Looking at the Lowy numbers, I get the impression that many of the Averages have interpreted the relatively small amount of energy being obtained from rooftop solar power in a much greater light than reality; how else to explain their large opting for solar as the “primary source” of near-future electricity?
One of the problems in interpreting the real electricity world for laymen is that the data is presented in ways that just confuses them – which is why the “Review of the NEM” for calendar years published by consultants Green Energy Markets is useful, I think.
Take the 2015 report they put out in January. It boils down to this: out of a total of a little over 195,000 gigawatt hours produced in the NEM by generators registered with the Australian Energy Market Operator (which rooftop PVs are not), the key source by a long way was coal – black coal and lignite.
The 2015 mix was 51.5 per cent black coal, 25.8 per cent lignite, 10.5 per cent gas – which gives us 87.8 per cent fossil-fuelled power – and 11.9 per cent “mainstream” renewables (hydro and wind).
Thus, though wind farm output in New South Wales rose 582 per cent between 2012 and 2015, last year it represent just 2.7 per cent of State power production metered by AEMO.
Again, even doubling the number of households opting for rooftop solar between now and 2025 – a fairly likely prospect on present trends, with the Queensland Productivity Commission, for example, expecting a million homes to be embracing PVs by 2022 – is not going to make a huge difference to this mix.
Neither will pushing NEM wind generation up to more than 20,000 GWh annually (double what it was in 2015), a likely outcome of the revised RET.
Why then, if the Lowy poll is a guide, do so many of our fellow citizens expect that renewables will dominate supply by 2025?
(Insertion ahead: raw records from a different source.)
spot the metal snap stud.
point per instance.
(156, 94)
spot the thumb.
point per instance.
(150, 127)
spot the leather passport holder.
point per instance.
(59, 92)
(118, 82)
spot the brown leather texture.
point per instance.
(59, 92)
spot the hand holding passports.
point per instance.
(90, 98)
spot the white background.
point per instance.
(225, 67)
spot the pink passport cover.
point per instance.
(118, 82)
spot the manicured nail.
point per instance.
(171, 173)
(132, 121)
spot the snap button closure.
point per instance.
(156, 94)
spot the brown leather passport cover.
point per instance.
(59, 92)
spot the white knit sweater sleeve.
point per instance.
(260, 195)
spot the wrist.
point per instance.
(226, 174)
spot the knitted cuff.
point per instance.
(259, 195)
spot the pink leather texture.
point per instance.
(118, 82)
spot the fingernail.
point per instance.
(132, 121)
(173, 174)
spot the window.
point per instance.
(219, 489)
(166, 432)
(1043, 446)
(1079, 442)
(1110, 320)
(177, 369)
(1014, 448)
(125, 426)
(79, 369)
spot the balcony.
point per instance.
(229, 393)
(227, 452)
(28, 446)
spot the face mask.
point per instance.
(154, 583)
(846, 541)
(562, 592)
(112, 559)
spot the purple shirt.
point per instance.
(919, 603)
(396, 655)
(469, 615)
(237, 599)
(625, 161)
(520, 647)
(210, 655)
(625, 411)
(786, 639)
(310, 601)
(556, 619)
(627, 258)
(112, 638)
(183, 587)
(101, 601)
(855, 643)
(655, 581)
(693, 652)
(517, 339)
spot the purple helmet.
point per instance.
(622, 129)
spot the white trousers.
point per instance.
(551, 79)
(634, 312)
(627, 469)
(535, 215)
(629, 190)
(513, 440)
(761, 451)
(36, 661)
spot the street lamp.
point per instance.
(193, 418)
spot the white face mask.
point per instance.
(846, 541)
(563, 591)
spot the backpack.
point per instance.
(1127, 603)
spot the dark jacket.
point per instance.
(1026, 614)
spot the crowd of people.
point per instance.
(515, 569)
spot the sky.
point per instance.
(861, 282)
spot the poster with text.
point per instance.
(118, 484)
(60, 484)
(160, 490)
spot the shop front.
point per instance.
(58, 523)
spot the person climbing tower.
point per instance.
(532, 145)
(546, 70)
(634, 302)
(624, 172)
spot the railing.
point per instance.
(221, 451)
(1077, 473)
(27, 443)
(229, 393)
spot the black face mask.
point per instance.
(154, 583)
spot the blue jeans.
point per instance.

It is easy to point a finger at the mainstream media for failing to deliver their readers, listeners and viewers information that is in context – and, as readers know, I frequently do so here, on my On Power website and on Business Spectator – but they are not solely at fault.
A core problem, I feel, is that we have allowed a couple of generations of kids to pass through school without teaching them the basics about energy in society – as opposed to just boosting the wonders of (some) renewable energy – even though their lives would be turned upside down without the reliable, still-affordable supply chain of mostly fossil-fuelled electricity as well as gas and transport fuels, an environment we all take for granted even while carping about prices.
Many of those kids are now voting adults (and respondents to polls like the one Lowy runs); boys and girls now 16 will be eligible to vote at the 2019 federal election and those now on the brink of becoming teenagers at the 2022 election (and the elections in their States, eg New South Wales in 2019 and 2023).
There are, as my mother’s mother dinned in to me when I was a small boy 60-plus years ago, consequences for what we do and what we don’t do.
Are the consequences of our neglecting energy literacy since the 1970s (which is when environmentalism took off and became included in what kids are taught) starting to haunt our present-day society?
Given the too-frequent inclination of politicians to follow the community rather than lead it – “I am the people’s leader, I must follow them,” said Jim Hacker – are we in a fit state to manage our energy affairs to achieve what has been defined by royal commissioner Kevin Scarce as our desirable goal: reliable, low-carbon electricity at the lowest overall cost based on realistic prospects of technology uptake?
PS: An Essential Report poll in mid-March found 57 per cent of its respondents think Australia is not doing enough to address climate change – versus 29 per cent who think we are doing enough or too much and 13 per cent who “don’t know.” Which reminds me of my favorite summing-up question as a lobbyist when debating issues situations with my stakeholders: “And, therefore, what?”